My core research within the Constance Center of Excellence consists of the research project: “Europeanization, Multiple Modernities and Collective Identities – Religion, Nation and Ethnicity in an Enlarged Europe.” In following a multiple modernities perspective based on S. Eisenstadt’s comparative-civilizational approach, this project aims at a historical-comparative and sociological-empirical analysis of central dimensions of the conflictive process of European cultural integration in the context of the present eastern and southeastern enlargement of the European Union. The historical-comparative sociological research focuses on the factor of religion and its role in the formation of collective identities (national, ethnic, and European) in eight Western and Eastern European countries (Great Britain, France, Germany, Austria, Poland, Romania, Greece and Turkey) as well as its impacts on the cultural integration of an enlarging Europe. The research project consists of two main research stages. In a first stage, the developmental configurations of religion and collective identities in their national, ethnic, European and inter-civilizational components within the context of state formation, nation-building, religious development and secularization processes are systematically compared in selected countries from a long-term perspective in the 19th and 20th centuries.
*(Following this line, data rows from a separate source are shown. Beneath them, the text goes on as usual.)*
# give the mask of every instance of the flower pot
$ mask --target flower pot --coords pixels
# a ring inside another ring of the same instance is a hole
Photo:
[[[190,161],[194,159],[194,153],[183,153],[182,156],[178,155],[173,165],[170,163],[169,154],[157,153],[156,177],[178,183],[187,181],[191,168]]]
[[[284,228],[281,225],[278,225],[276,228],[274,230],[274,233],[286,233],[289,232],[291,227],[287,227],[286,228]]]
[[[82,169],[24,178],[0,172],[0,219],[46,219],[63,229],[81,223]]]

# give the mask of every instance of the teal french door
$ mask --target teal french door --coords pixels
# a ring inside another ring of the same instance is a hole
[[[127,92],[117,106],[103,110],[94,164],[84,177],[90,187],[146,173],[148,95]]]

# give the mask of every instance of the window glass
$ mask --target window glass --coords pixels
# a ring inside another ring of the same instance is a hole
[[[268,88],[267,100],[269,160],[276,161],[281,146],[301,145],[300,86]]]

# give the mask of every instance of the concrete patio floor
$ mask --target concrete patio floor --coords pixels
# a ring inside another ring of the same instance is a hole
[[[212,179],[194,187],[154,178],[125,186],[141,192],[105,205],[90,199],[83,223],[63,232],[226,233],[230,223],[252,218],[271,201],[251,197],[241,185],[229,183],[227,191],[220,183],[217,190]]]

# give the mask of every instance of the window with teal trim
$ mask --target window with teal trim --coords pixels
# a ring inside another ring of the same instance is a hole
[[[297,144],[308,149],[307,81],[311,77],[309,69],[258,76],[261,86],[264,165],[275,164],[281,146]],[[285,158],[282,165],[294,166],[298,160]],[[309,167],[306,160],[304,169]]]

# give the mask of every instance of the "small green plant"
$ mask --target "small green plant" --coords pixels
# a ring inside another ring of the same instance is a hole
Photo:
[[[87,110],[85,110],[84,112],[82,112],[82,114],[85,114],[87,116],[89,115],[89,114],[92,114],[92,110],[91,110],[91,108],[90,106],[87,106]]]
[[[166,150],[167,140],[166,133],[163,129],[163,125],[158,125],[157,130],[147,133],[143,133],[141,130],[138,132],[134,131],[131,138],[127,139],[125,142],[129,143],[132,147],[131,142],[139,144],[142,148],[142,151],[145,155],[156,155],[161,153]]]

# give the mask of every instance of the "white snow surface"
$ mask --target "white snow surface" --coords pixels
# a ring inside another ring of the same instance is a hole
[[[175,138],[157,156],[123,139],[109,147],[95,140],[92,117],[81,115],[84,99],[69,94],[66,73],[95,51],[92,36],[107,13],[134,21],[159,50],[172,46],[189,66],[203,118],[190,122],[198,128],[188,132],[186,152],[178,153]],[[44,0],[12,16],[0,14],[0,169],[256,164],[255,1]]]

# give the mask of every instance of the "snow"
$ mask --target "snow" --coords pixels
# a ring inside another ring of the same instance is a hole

In a second stage, the transformations of these historical configurations of religion and collective identities in these countries within the context of the EU eastern enlargement since 1989-91 are empirically investigated in an exemplary-explorative manner with respect to political,.cultural and religious elites as these relate in the public sphere to media and societal attitudes within public opinion.

This research in Constance represents, on the one hand, a theoretical-methodological, secondary-analytical and empirical-explorative preparation of a planned international research project (with professors Wolfgang Knöbl and Matthias König, University of Göttingen) with the same topic, submitted in July 2007 to the Volkswagen Research Foundation within the program unit “Diversity and Unity of Europe“; it is supposed to start after a hopefully positive decision in autumn 2008. On the other hand, the research in Constance provides the material basis for the preparation of a book manuscript, “European Multiple Modernities, Religion and Collective Identities,“ which assembles theoretical and historical-sociological comparative studies on European cultural integration and should to be completed during the stay in Constance. Finally, I intend to make some progress in preparing with Johann Arnason (Prague) a joint book manuscript, “Nations, Nationalisms and National Identities – A Comparative-Civilizational Perspective.”